Porque la relación entre el esfuerzo de escribir y la recompensa de haberlo hecho suele ser tan escasa e íntima que normalmente nadie conoce la energía expuesta ni la angustia obtenida. Y todo, por unas cuantas palabras ojalá que bien colocadas. No, la confirmación de que uno es bueno escribiendo no llega casi nunca. Y, en ocasiones, como acaba de ocurrirle a Lucia Berlin, el éxito –el reconocimiento, el dinero-, aparece cuando ya no es necesario. Llevaba la escritora de Alaska diez años muerta cuando su libro de relatos Manual para señoras de la limpieza (Alfaguara, 2015) se convirtió en el best-seller que, en vida, habría necesitado. Tan brillante como Carver, con quien a menudo se la compara, Berlin escribía sobre sí misma. Todo el tiempo. Tampoco le hacía falta mirar mucho más allá: tuvo una vida apasionante que retrató en 77 cuentos. Y, cuando parecía que no había nada especialmente arrebatador en alguna de las etapas de su vida, circunstancia infrecuente, poseía el don de hallar las misteriosas claves que convierten lavar la ropa en una lavandería en un acto conmovedor. Como conocer, allí, a un jefe indio que le mira las manos; como verse las manos asombrosamente arrugadas, de repente, gracias a la mirada del indio.

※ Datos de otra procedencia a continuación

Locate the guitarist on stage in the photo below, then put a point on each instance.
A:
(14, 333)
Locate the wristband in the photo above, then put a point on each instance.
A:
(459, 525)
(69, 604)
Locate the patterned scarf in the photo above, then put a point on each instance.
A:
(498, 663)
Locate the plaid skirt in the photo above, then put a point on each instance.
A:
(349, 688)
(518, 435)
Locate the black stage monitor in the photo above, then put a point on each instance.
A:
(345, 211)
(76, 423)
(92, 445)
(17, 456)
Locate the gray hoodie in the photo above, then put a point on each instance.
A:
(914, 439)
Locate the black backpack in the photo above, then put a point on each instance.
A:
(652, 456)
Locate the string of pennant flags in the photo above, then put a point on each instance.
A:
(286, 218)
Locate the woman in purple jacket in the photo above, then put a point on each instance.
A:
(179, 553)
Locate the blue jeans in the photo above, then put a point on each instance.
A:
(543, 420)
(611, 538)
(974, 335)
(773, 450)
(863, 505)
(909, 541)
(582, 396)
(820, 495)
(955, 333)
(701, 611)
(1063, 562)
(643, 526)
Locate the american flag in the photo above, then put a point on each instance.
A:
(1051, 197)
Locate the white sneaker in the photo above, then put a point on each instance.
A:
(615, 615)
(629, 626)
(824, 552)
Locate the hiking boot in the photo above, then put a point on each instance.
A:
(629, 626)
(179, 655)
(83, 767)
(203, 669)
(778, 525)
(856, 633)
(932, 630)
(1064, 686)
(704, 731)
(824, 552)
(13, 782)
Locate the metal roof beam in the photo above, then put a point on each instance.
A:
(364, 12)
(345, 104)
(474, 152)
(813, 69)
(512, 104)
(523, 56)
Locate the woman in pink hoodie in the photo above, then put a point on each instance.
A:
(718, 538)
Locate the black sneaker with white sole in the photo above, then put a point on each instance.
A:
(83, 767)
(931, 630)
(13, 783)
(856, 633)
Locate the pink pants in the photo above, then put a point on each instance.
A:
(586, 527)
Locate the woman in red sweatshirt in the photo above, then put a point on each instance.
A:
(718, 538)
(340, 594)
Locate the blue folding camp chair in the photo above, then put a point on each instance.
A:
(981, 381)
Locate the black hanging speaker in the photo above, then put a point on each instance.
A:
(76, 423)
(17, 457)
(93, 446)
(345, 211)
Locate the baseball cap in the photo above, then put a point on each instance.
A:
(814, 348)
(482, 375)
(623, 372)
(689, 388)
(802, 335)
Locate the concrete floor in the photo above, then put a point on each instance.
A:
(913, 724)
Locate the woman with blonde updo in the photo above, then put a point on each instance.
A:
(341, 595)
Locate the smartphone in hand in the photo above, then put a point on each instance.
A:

La autoficción de Berlin ha alcanzado la notoriedad cuando ella ya no puede apreciarla. Kakfa, Nietzsche, Melville, Poe y muchos otros no lograron mientras vivieron el reconocimiento que sus obras merecían. John Kennedy Toole, el dios del excéntrico Ignatius Reilly en La conjura de los necios, es un ejemplo de máxima frustración literaria: se suicidó a los 32 años víctima de la depresión que le causó no poder publicar su novela, que no convencía a ningún editor.
Sí, triunfar en la literatura es extremadamente difícil, y no menos improbable. Es cierto que los autores no escriben por dinero –aunque a ellos también se les han detectado necesidades básicas- sino por una "irrefrenable fuerza interior", como expone el agente literario Guillermo Schavelzon. Aunque también cabe el razonamiento de George Orwell, que señaló que todos los escritores son "vanidosos, egoístas y perezosos, y en el fondo de sus motivos se encierra un misterio".
Berlin era un gran y hermoso misterio, y no escribía por dinero, pero lo necesitaba, como le ocurre a todos los humanos vivos. No llegó a matarse por no recibir del mundo literario lo que anhelaba –lo que le correspondía- pero sus depresiones y su estrecha relación con el alcohol anunciaban un inequívoco rastro de incredulidad sobre la distancia entre sus dos existencias, la real y la imaginada. Triunfar cuando ya no hace falta puede ser cruel, como sabrá ya la autora norteamericana, pero al menos le concede a su biografía póstuma cierto sabor a justicia, por muy retrasada que llegue.